Dimanakah Kepercayaan?

Sore ini menjelang menjemput anak-anak pulang sekolah saya memasak nasi uduk. Kakap krispy sudah tersedia sejak tadi siang. Soto ayam panas melengkapi kami menutup hari senin. Malam ini saya hanya bersama anak-anak di rumah. Suami sudah dua hari berangkat ke Jogjakarta memandu mahasiswanya. Kenapa saya merasa tak karuan ditinggal beberapa hari ini? Apa karena keluar kotanya bersama mahasiswa? Tapi kan mereka dua bis jadi saya seharusnya tenang. Ya, saya percaya dengannya. Dia pun percaya saya sanggup memegang amanah menjadi istri dan ibu buat anak-anaknya. Kepercayaan telah mengikatkan kami setidaknya selama 9 tahun ini. Bagaimana sebenarnya kondisi kepercayaan dikalangan muslimin saat ini?

Kepercayaaan menurut saya merupakan hal yang sangat penting dalam sebuah hubungan apapun. Tapi anehnya pikiran saya ini terbantahkan begitu saja oleh sebuah survey yang dilakukan oleh Inglehart dan diteruskan oleh Syaiful Mujani. Inglehart (1999) menunjukan hal yang menarik berkaitan dengan kepercayaan antar satu individu dengan individu lainnya. World Value Survey menunjukan bahwa kurang dari 2 orang dari 10 penduduk Negara muslim percaya kepada orang lain pada umumnya. Ini menunjukan bahwa betapa rendahnya kepercayaan yang dimiliki oleh setiap muslim saat ini. Survey ini dilakukan di Turki, Bangladesh, Azerbaijan dan Nigeria

Pertanyaan dalam World Value Survey tersebut kemudian diajukan kepada kaum muslimin Indonesia melalui survey pada tahun 2001 dan 2002. Persentasenya ternyata hampir sama. Hanya sekitar satu dari 10 muslim Indonesia yang percaya pada orang lain pada umumnya. Ini temuan Syaiful Mujani dalam rangka menyelesaikan disertasinya di Ohio Amerika. Sedemikian rendahkah saling percaya antar sesama muslim di negri ini? Bahkan lebih rendah dari rata-rata Negara muslim lainya.. Menurut Syaiful rendahnya saling percaya ini tidak hanya diakibatkan oleh factor Islam saja. Melainkan factor lain terutama factor social dan politik yang semakin menurun drastis. Kerusuhan, tindak criminal, kekerasan dan terror dalam skala luas seringkali menghiasi berita di media massa nasional kita. Keamana individu terancam. Kesalahpahaman banyak yang berujung hilangnya nyawa. Pencuri yang tertangkap basah seringkali mengundang respon brutal dari massa. Tidak jarang pencuri tersebut mati di tangan massa.

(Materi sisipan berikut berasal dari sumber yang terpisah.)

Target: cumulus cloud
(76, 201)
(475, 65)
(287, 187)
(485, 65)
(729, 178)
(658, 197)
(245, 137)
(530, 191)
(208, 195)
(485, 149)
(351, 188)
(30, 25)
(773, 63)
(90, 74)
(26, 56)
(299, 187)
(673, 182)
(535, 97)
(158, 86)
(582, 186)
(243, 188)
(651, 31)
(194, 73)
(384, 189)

Saya membenarkan pengamatan yang dilakukan Saiful di sebuah desa di Provinsi Banten yang cenderung memperkuat asumsi tentang meningkatnya kondisi tidak aman ini. Pengamatan Syaiful ini sama persis dengan pengalaman yang terjadi di kampong halaman nenek saya di sebuah desa di Banten Selatan. Kami seringkali tidak jadi memanen hasil kebun dan ladang karena sudah dicuri orang duluan. Kami tidak dapat melindungi hak milik kami. Sehingga solusinya pada ahirnya dengan mengorganisasikan pasukan keamanan sendiri karena tidak ada perlindungan efektif dari pihak kepolisian.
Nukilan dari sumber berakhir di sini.